Fear should not stop people remembering the poor and the vulnerable, said the cardinal who is now based in Rome as prefect of the Congregation for the Evangelization of Peoples.
Cardinal Tagle reminded Catholics to take time to reflect during the Lenten season. He highlighted the significance of fasting, prayer and almsgiving.
These, he said, are important to practice detachment from worldly pleasures and comforts. “We might think that we can do whatever we want in this world. Now we are faced with this problem. We cannot do anything. Let us, therefore, fast from doing things that give us pleasure,” the cardinal said.
Cardinal Tagle also said the Covid-19 crisis is a reminder that no one is like God who is in control of everything.

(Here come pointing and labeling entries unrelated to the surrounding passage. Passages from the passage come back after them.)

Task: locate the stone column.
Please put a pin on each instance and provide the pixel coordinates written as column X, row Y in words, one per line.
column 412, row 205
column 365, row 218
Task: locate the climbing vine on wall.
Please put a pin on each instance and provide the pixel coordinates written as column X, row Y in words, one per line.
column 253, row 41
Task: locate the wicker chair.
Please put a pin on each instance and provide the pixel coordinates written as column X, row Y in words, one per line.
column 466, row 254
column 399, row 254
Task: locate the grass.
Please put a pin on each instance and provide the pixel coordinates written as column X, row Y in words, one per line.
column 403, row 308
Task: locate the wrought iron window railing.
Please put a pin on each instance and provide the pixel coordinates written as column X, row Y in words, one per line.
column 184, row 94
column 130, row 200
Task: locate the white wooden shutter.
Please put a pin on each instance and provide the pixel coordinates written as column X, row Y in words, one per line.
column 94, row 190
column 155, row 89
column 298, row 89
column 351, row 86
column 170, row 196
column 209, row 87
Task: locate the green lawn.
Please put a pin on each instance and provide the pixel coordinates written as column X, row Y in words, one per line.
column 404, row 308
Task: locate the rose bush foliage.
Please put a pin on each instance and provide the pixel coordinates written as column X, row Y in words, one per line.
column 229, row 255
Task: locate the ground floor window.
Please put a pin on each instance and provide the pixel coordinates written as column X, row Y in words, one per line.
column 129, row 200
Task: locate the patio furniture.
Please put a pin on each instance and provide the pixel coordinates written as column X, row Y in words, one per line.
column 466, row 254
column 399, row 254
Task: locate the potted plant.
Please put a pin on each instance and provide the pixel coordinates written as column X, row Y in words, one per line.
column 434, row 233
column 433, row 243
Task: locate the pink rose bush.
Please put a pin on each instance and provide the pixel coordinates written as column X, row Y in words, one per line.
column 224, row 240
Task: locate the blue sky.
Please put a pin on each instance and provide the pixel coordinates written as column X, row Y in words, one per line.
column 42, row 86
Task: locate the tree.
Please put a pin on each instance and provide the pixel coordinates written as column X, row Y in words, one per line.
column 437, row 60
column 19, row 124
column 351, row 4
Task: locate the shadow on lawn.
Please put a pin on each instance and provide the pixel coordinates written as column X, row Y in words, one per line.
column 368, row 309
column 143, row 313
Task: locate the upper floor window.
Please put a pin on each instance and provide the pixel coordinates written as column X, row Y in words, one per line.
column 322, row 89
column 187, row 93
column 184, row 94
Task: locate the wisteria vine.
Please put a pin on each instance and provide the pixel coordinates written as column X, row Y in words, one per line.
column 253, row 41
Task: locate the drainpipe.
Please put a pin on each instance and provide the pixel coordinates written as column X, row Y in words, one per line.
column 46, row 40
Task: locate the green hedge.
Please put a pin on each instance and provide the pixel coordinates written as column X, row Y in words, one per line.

He challenged every Filipino family to ensure good prevails even in moments of crisis.
Meanwhile, President Duterte has imposed a travel ban to and from Manila from March 15 to April 12. He announced the ban in a televised address on March 12.
The government has placed the entire capital under quarantine, ordered the closure of schools until April 12 and banned large gatherings, while foreigners are barred from going to areas where the virus is spreading.
There are nearly 13 million Catholics in Metro Manila.
Military and police have been drafted in to ensure the lockdown is enforced.